Секретарь суетился, юлил, показывал им эмигрантский журнал, где хвалили Солженицына, под конец ухмыльнулся: «Хорошо, я немедленно доложу ваши требования. Но кому из вас адресовать ответ?»
«Всем и каждому».
В апреле шестьдесят седьмого года открытое письмо Солженицына IV съезду писателей поддержало больше ста членов Союза.
Старая писательница, дружившая с Маяковским и Пастернаком, говорила: «Не надо было заступаться за Синявского и Даниэля, они только мешают нам публиковать Фолкнера. Вот если что-нибудь случится с Александром Исаевичем… то я бы немедленно положила писательский билет».
В шестьдесят девятом она даже не присоединилась к возражениям других.
В защиту Солженицына не выступали многие из тех, кто еще совсем недавно голосовал за присуждение ему Ленинской премии, кто доказывал необходимость публикации «Ракового корпуса», и те, кто протестовал против судов над Синявским и Даниэлем, Галансковым и Гинзбургом.
Р. Я ощущала, что новый сдвиг, перелом в нашей жизни был более резок, чем в прошлом, шестьдесят восьмом году, когда Л. исключили из партии и лишили работы.
Но я еще не допускала мысли о публикациях за рубежом. Ведь это означало бы полное отчуждение от мира друзей, товарищей, от того мира, в котором я жила. И не только у меня, но в кругу наших друзей и знакомых не было мысли о возможности покинуть страну.
Л. Наступление нового, дурного времени я ощутил раньше, весной, когда после хоккейного матча было свергнуто правительство Дубчека.
Победу чешских хоккеистов над советскими праздновали во многих чешских городах. И некие хулиганы, которые так и остались «неизвестными», разбили несколько витрин в советских учреждениях. Не было жертв, не было арестов. Но за грубой провокацией последовал государственный переворот, и новое правительство начало вытаптывать остатки Пражской весны. Тысячи людей увольняли, исключали из партии. Академики становились ночными сторожами. Был разогнан чехословацкий союз писателей.
* * *
В ту осень мы все чаще слышали и сами повторяли: «наступают заморозки».
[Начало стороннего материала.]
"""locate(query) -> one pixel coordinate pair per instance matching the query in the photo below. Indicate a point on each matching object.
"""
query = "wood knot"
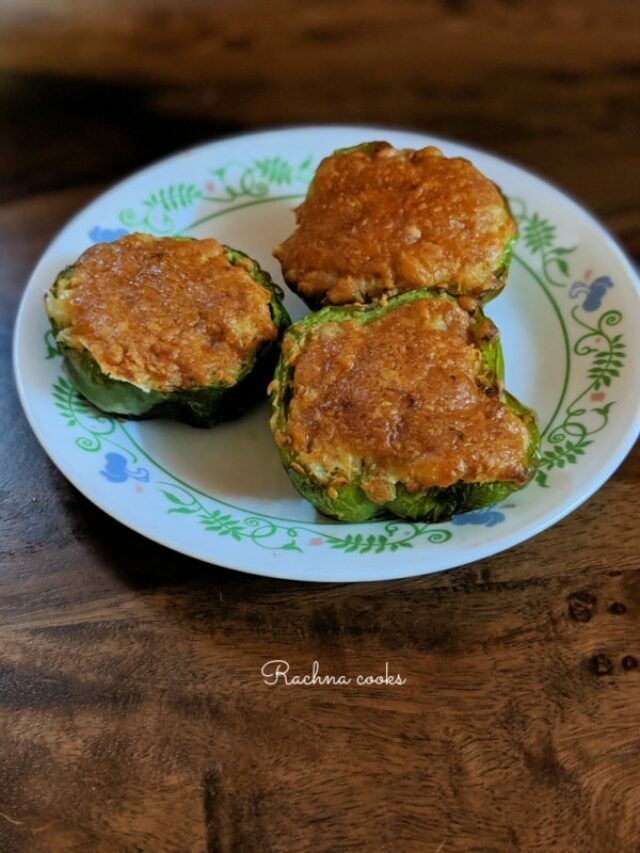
(581, 606)
(601, 665)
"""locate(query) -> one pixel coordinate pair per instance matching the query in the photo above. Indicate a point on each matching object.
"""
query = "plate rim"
(482, 551)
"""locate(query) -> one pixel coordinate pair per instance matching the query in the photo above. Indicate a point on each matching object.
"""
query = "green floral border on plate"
(237, 185)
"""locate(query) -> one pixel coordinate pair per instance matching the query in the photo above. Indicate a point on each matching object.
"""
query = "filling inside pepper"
(163, 313)
(401, 397)
(382, 220)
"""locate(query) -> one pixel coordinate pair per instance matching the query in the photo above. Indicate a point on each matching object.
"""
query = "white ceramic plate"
(570, 329)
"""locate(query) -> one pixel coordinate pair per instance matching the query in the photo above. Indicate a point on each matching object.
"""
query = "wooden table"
(133, 715)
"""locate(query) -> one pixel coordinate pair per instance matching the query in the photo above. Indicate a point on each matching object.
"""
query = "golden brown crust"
(393, 220)
(163, 313)
(398, 399)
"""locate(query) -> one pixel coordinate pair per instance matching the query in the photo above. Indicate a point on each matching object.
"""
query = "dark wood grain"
(133, 715)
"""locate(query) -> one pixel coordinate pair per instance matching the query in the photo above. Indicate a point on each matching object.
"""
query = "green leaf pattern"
(566, 440)
(236, 181)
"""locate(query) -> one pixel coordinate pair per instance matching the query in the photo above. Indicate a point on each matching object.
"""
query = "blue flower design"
(595, 292)
(117, 471)
(488, 517)
(106, 235)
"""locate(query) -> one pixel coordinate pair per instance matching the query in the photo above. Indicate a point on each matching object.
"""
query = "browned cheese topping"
(396, 220)
(399, 398)
(163, 313)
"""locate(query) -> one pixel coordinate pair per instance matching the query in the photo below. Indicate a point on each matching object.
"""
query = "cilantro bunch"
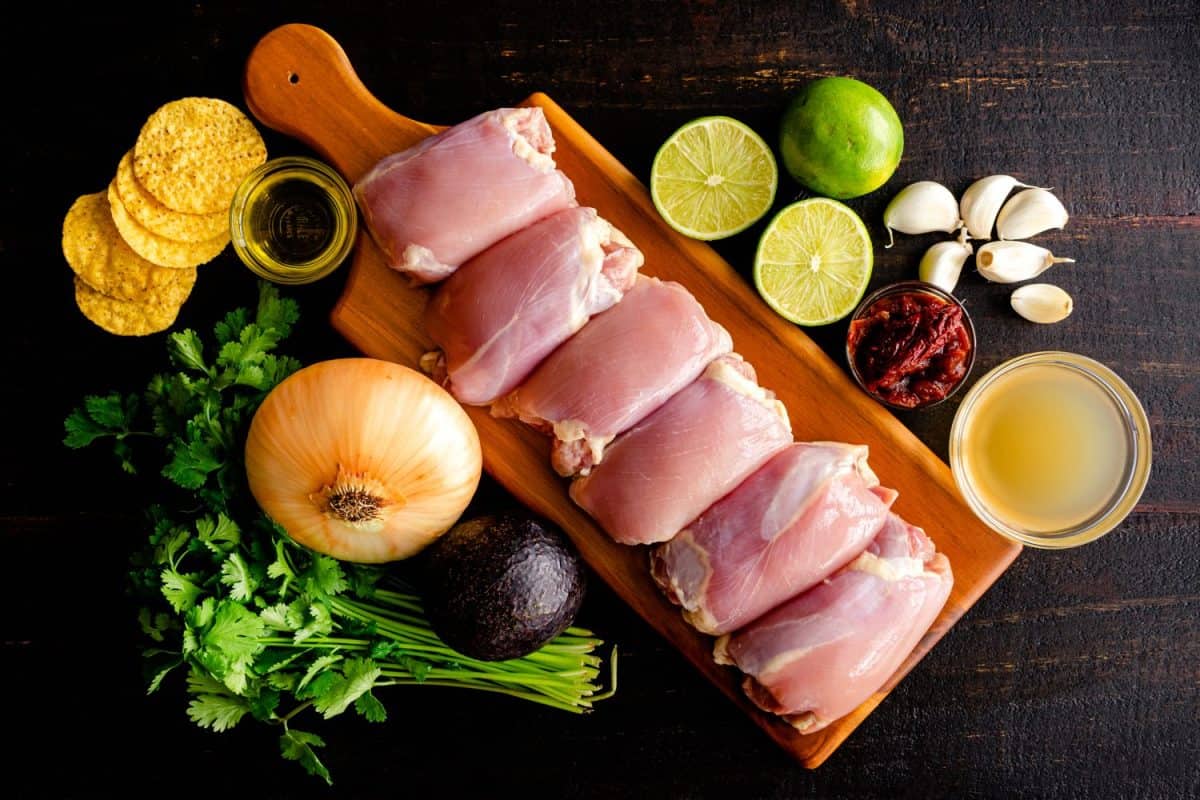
(259, 626)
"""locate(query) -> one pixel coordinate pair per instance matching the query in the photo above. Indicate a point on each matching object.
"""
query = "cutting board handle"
(299, 82)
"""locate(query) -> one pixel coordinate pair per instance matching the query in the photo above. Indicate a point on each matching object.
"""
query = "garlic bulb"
(942, 264)
(1030, 212)
(922, 208)
(982, 200)
(1011, 262)
(1042, 302)
(363, 459)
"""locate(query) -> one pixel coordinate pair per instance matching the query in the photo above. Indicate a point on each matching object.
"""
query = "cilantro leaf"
(217, 711)
(159, 665)
(318, 666)
(298, 746)
(279, 618)
(325, 577)
(112, 410)
(186, 350)
(109, 415)
(235, 575)
(227, 648)
(358, 677)
(214, 534)
(180, 589)
(322, 623)
(370, 708)
(192, 461)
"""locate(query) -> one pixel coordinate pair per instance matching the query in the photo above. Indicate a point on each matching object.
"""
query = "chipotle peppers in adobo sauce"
(910, 344)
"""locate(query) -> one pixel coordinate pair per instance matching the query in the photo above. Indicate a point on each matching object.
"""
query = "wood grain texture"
(381, 316)
(1072, 678)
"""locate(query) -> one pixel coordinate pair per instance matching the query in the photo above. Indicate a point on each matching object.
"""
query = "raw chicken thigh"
(437, 204)
(509, 307)
(820, 655)
(664, 471)
(805, 513)
(618, 368)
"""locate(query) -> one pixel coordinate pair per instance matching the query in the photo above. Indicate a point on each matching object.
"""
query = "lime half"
(713, 178)
(814, 262)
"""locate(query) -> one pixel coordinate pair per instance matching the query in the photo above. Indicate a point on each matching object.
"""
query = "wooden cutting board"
(300, 82)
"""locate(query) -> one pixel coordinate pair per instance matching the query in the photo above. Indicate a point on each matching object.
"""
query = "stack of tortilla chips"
(135, 247)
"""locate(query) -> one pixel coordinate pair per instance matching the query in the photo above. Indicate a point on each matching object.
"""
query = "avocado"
(502, 585)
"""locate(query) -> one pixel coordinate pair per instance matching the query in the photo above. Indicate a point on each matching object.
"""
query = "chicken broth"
(1047, 449)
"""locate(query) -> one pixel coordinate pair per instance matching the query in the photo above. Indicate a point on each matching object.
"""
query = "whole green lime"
(840, 137)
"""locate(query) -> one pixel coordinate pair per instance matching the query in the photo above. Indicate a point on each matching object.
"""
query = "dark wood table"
(1077, 675)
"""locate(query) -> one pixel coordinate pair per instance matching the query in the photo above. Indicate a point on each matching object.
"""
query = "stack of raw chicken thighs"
(786, 551)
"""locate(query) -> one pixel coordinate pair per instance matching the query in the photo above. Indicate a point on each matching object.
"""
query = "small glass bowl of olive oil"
(1051, 449)
(293, 220)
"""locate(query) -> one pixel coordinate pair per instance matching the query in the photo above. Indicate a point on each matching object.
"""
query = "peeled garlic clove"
(1042, 302)
(942, 264)
(1030, 212)
(1011, 262)
(982, 200)
(922, 208)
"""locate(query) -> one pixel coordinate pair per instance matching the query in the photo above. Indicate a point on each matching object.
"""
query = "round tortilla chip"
(102, 259)
(192, 152)
(125, 317)
(157, 250)
(157, 218)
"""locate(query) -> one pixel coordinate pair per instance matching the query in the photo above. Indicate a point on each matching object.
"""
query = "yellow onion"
(363, 459)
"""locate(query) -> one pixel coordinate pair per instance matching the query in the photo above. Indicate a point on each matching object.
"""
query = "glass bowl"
(893, 290)
(1051, 449)
(293, 220)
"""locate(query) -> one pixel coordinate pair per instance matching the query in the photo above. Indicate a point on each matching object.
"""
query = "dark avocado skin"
(502, 585)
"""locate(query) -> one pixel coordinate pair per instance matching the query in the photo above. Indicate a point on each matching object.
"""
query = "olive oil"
(293, 220)
(1047, 447)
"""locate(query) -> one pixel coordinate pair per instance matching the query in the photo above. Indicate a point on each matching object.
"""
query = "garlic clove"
(942, 264)
(1030, 212)
(982, 202)
(1011, 262)
(922, 208)
(1042, 302)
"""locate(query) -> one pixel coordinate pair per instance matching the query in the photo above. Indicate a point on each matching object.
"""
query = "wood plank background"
(1075, 677)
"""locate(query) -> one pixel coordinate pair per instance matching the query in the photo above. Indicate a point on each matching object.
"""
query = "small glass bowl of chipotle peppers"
(910, 344)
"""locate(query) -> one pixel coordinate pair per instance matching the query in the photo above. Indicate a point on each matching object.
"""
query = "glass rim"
(1138, 459)
(906, 287)
(346, 212)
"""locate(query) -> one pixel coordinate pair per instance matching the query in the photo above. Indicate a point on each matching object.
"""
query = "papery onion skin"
(354, 434)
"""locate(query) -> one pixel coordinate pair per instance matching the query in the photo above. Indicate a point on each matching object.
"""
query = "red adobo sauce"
(910, 349)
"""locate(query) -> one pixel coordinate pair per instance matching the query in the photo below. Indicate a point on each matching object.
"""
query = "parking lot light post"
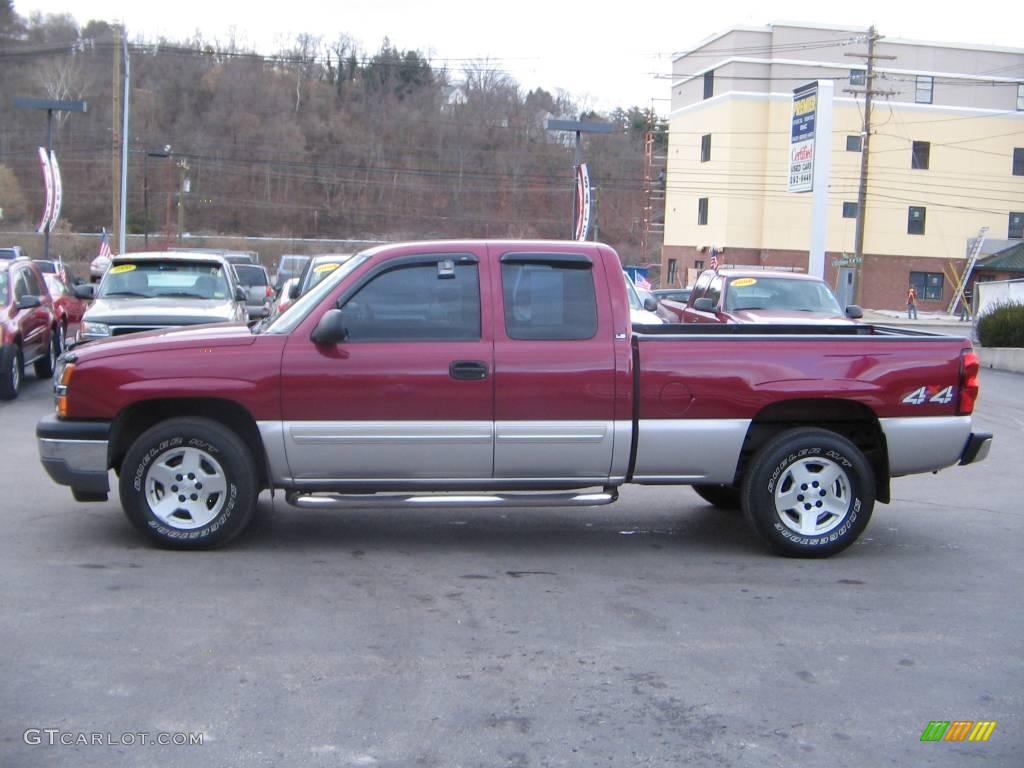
(165, 153)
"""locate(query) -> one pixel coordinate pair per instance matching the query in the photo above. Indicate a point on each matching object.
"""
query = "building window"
(1016, 228)
(920, 153)
(915, 220)
(923, 93)
(928, 286)
(706, 147)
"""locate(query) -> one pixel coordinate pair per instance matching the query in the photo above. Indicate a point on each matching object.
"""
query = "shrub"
(1003, 326)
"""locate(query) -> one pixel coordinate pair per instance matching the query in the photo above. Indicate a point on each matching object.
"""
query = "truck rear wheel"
(809, 493)
(188, 483)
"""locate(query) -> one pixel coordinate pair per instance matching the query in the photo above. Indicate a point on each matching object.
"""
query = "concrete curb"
(1001, 358)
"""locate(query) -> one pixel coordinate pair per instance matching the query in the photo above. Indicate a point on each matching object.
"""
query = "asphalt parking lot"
(654, 632)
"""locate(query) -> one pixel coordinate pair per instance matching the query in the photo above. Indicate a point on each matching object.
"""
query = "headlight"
(94, 330)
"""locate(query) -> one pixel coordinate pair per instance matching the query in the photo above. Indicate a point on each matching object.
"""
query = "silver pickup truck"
(151, 291)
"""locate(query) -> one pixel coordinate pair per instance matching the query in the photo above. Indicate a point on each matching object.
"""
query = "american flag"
(104, 245)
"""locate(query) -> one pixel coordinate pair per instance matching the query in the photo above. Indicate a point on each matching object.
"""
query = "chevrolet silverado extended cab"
(504, 374)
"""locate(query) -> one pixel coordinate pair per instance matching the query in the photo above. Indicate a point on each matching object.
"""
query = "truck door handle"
(468, 370)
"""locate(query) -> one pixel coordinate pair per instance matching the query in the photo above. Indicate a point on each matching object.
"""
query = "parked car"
(641, 310)
(68, 309)
(259, 294)
(765, 297)
(315, 270)
(285, 297)
(291, 265)
(12, 252)
(27, 326)
(505, 374)
(671, 302)
(151, 291)
(97, 267)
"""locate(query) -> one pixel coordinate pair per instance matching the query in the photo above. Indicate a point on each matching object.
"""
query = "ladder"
(972, 259)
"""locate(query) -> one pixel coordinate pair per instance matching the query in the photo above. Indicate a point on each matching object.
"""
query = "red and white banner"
(44, 164)
(57, 189)
(583, 204)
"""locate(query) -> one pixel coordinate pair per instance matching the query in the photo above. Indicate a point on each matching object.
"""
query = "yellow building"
(945, 159)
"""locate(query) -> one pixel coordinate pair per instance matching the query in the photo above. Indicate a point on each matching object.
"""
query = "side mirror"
(331, 329)
(85, 291)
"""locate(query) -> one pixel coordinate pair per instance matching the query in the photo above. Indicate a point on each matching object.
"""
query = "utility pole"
(858, 238)
(116, 135)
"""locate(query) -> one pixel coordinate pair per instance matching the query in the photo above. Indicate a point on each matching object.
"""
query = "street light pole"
(166, 153)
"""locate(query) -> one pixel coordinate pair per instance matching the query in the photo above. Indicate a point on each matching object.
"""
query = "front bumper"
(977, 448)
(75, 454)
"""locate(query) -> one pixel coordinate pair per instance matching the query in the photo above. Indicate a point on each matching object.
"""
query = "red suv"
(27, 326)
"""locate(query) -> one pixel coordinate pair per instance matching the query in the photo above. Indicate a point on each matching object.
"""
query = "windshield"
(780, 293)
(189, 280)
(305, 303)
(250, 274)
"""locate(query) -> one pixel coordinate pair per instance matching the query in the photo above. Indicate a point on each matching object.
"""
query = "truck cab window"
(549, 300)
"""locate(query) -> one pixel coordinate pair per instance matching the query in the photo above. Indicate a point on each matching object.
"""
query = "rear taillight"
(970, 367)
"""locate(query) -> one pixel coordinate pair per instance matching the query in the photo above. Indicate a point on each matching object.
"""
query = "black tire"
(162, 483)
(10, 372)
(44, 366)
(721, 497)
(809, 493)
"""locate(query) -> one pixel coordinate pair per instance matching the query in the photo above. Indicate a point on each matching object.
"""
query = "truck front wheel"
(809, 493)
(188, 483)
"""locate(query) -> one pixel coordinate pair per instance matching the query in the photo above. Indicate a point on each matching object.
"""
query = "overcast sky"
(605, 54)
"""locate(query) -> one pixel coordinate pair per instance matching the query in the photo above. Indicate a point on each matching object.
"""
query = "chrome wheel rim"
(185, 488)
(813, 497)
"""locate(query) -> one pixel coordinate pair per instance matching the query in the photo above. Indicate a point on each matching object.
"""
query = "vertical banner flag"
(583, 203)
(805, 105)
(57, 189)
(44, 164)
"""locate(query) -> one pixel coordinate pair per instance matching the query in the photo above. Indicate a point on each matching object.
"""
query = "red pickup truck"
(504, 374)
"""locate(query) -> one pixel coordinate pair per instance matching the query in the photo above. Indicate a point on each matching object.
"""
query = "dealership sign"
(805, 107)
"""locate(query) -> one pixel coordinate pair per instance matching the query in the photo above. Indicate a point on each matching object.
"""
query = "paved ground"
(655, 632)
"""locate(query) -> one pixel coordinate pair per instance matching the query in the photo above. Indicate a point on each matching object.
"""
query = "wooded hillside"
(320, 140)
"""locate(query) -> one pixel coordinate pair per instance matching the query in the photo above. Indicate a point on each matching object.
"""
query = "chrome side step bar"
(525, 499)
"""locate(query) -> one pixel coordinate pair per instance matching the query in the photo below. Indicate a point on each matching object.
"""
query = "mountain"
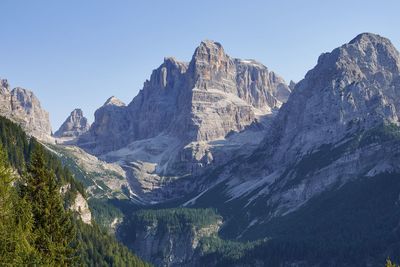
(217, 162)
(75, 125)
(327, 168)
(23, 107)
(176, 125)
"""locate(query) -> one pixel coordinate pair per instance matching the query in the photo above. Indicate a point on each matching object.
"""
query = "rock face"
(353, 88)
(22, 106)
(75, 125)
(173, 127)
(339, 124)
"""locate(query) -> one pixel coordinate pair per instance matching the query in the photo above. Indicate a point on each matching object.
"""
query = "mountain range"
(306, 172)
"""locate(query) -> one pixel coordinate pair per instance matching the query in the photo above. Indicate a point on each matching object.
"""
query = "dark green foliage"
(100, 249)
(15, 220)
(52, 225)
(175, 219)
(225, 250)
(103, 212)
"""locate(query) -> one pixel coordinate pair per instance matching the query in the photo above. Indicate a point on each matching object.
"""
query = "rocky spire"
(24, 108)
(75, 125)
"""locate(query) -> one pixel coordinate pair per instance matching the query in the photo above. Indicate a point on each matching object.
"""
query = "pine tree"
(15, 218)
(52, 227)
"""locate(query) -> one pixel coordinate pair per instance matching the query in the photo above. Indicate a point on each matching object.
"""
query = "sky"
(77, 53)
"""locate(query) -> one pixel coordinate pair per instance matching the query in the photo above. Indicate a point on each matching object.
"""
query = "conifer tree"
(15, 220)
(52, 227)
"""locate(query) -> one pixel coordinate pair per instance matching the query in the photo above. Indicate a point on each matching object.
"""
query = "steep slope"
(187, 117)
(75, 125)
(339, 124)
(23, 107)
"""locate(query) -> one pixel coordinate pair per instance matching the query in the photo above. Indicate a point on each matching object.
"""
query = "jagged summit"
(75, 125)
(202, 100)
(23, 107)
(113, 101)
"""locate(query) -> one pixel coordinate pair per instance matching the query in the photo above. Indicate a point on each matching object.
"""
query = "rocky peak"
(353, 88)
(113, 101)
(166, 75)
(292, 84)
(4, 84)
(75, 125)
(211, 68)
(198, 101)
(23, 107)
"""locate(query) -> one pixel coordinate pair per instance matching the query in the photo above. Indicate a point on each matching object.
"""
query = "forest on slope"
(37, 226)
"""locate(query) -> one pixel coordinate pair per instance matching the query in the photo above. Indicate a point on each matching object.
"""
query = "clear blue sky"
(77, 53)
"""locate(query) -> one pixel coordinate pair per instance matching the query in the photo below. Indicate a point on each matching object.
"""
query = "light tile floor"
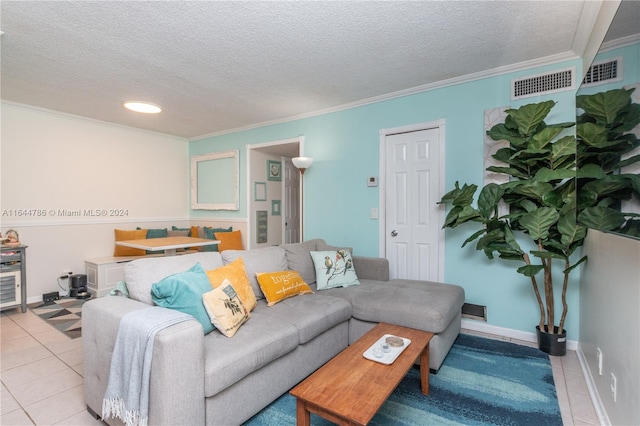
(41, 373)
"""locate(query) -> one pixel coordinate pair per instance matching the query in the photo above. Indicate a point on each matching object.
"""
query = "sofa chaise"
(212, 379)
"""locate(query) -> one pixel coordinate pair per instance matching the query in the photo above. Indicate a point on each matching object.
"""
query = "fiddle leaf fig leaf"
(530, 270)
(547, 175)
(510, 239)
(607, 184)
(547, 255)
(508, 171)
(465, 196)
(631, 160)
(570, 230)
(538, 222)
(533, 189)
(592, 134)
(630, 118)
(563, 147)
(543, 138)
(473, 237)
(488, 200)
(590, 171)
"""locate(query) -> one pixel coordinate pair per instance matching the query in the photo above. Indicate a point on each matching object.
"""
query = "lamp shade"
(302, 162)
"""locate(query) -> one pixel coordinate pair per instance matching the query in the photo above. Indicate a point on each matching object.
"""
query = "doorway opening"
(273, 202)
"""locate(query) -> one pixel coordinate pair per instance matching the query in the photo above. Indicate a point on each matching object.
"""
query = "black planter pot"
(553, 344)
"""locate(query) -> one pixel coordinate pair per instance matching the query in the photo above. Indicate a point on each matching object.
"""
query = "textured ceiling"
(215, 65)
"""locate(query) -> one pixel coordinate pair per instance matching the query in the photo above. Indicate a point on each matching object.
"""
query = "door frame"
(382, 216)
(274, 147)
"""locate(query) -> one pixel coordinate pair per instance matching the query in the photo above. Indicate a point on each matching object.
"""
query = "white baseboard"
(509, 333)
(593, 390)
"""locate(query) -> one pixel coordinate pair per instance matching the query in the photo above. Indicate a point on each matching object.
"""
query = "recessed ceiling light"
(144, 107)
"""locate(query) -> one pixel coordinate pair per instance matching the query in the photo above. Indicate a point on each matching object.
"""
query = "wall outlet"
(614, 387)
(50, 297)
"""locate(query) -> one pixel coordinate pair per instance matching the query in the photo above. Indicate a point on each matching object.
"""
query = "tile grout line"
(22, 407)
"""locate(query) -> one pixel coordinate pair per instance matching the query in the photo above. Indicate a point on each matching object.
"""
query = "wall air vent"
(540, 84)
(602, 72)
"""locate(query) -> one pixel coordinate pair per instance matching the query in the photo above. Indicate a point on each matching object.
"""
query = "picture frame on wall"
(274, 170)
(259, 191)
(262, 224)
(275, 207)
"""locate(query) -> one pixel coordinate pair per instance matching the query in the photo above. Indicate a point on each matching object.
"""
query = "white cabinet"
(105, 272)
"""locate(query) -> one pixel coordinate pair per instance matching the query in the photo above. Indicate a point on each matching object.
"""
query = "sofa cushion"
(141, 274)
(299, 258)
(311, 315)
(225, 309)
(422, 305)
(257, 343)
(183, 292)
(334, 268)
(266, 259)
(277, 286)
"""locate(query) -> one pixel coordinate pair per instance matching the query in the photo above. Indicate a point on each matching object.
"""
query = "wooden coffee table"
(350, 389)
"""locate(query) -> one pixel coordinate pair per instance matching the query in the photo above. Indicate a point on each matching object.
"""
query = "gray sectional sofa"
(211, 379)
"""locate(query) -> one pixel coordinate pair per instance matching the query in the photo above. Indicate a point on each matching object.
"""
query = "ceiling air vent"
(551, 82)
(602, 72)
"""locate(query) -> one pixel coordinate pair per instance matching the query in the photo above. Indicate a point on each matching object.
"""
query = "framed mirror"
(214, 181)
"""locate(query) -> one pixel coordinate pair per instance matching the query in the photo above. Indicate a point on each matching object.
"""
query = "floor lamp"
(302, 164)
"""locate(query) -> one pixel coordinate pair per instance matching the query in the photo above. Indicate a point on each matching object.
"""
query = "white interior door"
(412, 190)
(291, 206)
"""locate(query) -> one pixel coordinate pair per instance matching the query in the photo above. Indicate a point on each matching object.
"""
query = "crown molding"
(521, 66)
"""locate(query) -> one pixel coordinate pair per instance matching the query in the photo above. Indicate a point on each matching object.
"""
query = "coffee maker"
(78, 286)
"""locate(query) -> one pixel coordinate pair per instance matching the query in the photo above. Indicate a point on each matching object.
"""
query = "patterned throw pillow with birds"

Но мы еще не понимали до конца, что это означает для нас, для духовной жизни страны.
И у нас, и в некоторых других домах в те годы пили «за успех нашего безнадежного дела» (Б. Шрагин). Я этого ощущения безнадежности не разделял.
На что же я надеялся?
…29 августа 1969 года, в первую годовщину вторжения в Чехословакию во многих чехословацких городах прошли безмолвные демонстрации протеста. Жители бойкотировали автобусы и трамваи. И во все другие дни чехи и словаки бойкотировали советские товары, фильмы, выставки.